Jennifer quickly agreed, and they hung up. Robin sat quietly for a few moments. He was thinking of Tully, of the way she held on to him last night and of her soft needy moans. Then he inadvertently remembered how upset Gail was with him and how he meant to apologize. Robin thought of calling Gail up but decided against it. He did not want to be talking to Gail while he was thinking of Tully.

Tully was the first girl whose smell and taste and expression affected him enough to humiliate his date at a party for a mutual friend. Robin hoped Tully was worth it.


When Robin was twelve, six months before his confirmation and seven months before his mother’s death, he found out that he and his younger brothers were all adopted by Stephen and Pamela DeMarco from some adoption agency that had managed to palm off all three little male siblings to one set of parents. Sort of like a kitten litter. Robin had been three, Bruce a year and a half, and Stevie three months.

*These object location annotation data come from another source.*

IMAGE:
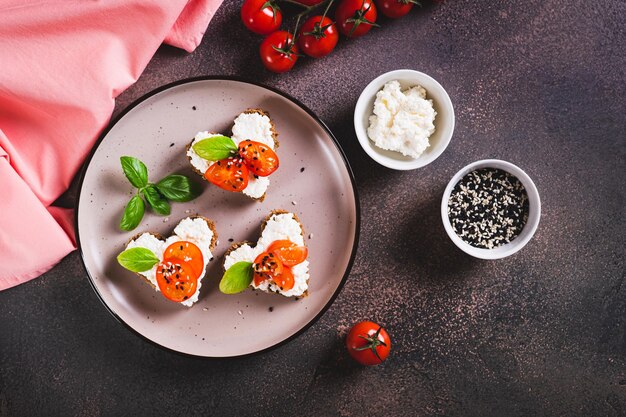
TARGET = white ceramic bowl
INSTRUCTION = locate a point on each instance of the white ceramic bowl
(444, 121)
(534, 211)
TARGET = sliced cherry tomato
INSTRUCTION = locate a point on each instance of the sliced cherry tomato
(285, 281)
(395, 8)
(355, 17)
(318, 36)
(266, 266)
(278, 51)
(229, 174)
(176, 280)
(368, 343)
(259, 158)
(261, 16)
(288, 252)
(187, 252)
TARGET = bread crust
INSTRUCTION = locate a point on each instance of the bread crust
(209, 223)
(267, 218)
(247, 111)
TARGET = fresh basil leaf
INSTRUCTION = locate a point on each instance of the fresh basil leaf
(178, 188)
(133, 213)
(135, 171)
(236, 278)
(215, 148)
(158, 203)
(137, 259)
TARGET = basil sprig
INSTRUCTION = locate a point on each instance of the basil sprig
(133, 213)
(178, 188)
(173, 187)
(135, 171)
(137, 259)
(215, 148)
(236, 278)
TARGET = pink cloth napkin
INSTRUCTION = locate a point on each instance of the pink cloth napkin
(62, 63)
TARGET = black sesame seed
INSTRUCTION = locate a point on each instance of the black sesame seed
(488, 208)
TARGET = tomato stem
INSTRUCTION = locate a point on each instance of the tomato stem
(372, 343)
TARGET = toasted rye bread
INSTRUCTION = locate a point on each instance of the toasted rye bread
(247, 111)
(209, 223)
(236, 245)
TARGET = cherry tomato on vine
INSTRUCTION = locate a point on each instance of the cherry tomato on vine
(355, 17)
(278, 51)
(368, 343)
(261, 16)
(318, 36)
(395, 8)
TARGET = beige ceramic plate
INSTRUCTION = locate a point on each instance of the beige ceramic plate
(156, 129)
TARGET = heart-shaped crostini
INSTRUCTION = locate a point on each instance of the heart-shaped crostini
(277, 263)
(242, 162)
(174, 266)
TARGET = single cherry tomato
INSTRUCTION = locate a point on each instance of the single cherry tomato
(261, 16)
(355, 17)
(288, 252)
(395, 8)
(176, 280)
(368, 343)
(310, 2)
(187, 252)
(266, 266)
(259, 158)
(278, 51)
(229, 174)
(285, 280)
(318, 36)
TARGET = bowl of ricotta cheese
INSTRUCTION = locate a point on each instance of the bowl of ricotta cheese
(404, 119)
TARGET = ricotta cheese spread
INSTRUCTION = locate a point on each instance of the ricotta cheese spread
(194, 230)
(402, 120)
(253, 126)
(278, 227)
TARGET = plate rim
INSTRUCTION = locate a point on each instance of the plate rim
(318, 120)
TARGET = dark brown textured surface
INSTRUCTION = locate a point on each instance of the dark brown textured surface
(537, 83)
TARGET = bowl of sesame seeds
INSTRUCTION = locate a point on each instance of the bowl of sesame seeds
(490, 209)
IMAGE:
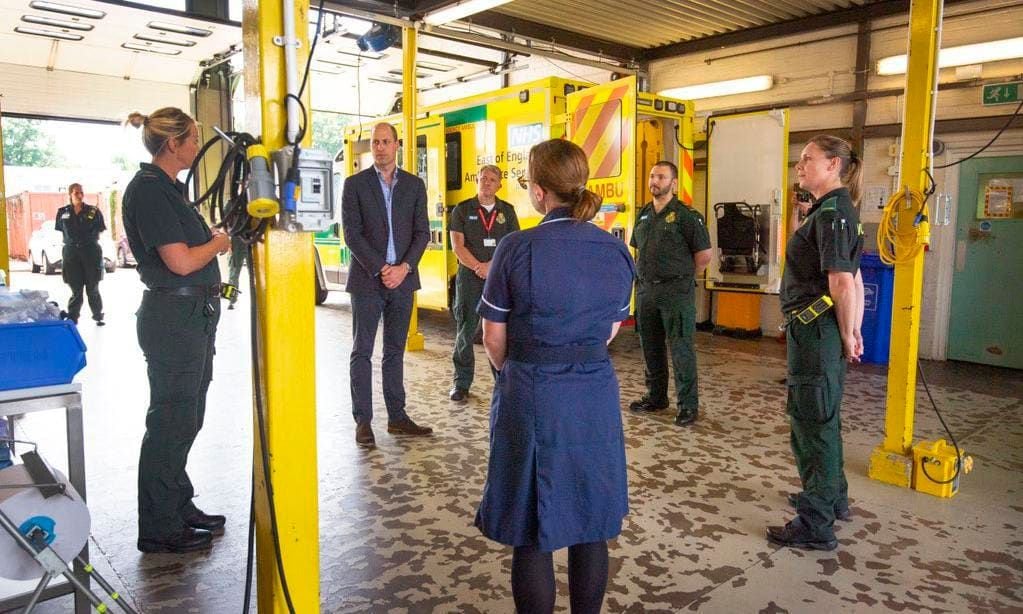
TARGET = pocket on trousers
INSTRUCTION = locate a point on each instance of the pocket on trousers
(808, 398)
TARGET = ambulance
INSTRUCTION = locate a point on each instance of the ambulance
(622, 130)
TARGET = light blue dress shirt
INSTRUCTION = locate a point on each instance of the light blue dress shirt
(392, 256)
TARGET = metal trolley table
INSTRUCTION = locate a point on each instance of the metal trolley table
(69, 398)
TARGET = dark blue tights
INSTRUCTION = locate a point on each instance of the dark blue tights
(533, 578)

Robin had been looking for his birth certificate because he wanted to open his first savings account for the anticipated earnings from his confirmation. His adoption papers shattered him. Robin ran downstairs to his parents, wildly waving the certificate and crying ‘Why didn’t you ever tell us? Why? Why didn’t you ever tell me?’ The DeMarcos tried in vain to comfort their oldest boy. But for the next six months, young Robin went to school, worked his paper route, came home, ate dinner, did his homework, watched a little TV, and went to sleep. For six months, he hardly spoke to his mother and father. At his confirmation, he coldly kissed Pamela DeMarco and thanked her for going through the trouble of throwing him such a great party, even though he was not her son.

A month later, Robin’s mother died unexpectedly of congestive heart failure. Young Robin quickly forgave himself for not forgiving his mother in time. After graduating from high school, he went to work for his dad and proved himself to be a hardworking and smart manager. The family business prospered under Robin. Then money came his way. Money, good clothes, great cars. Robin worked, played soccer, and took in a great many women. He usually had his pick of most girls he met – and he met a great many girls. He was always courteous to them, but often he was not particularly sensitive. He spoke little of himself and regularly broke up with his girlfriends without letting them know about it; one day he would just start going around with a different girl and that seemed to say it all for him – what more was there to say?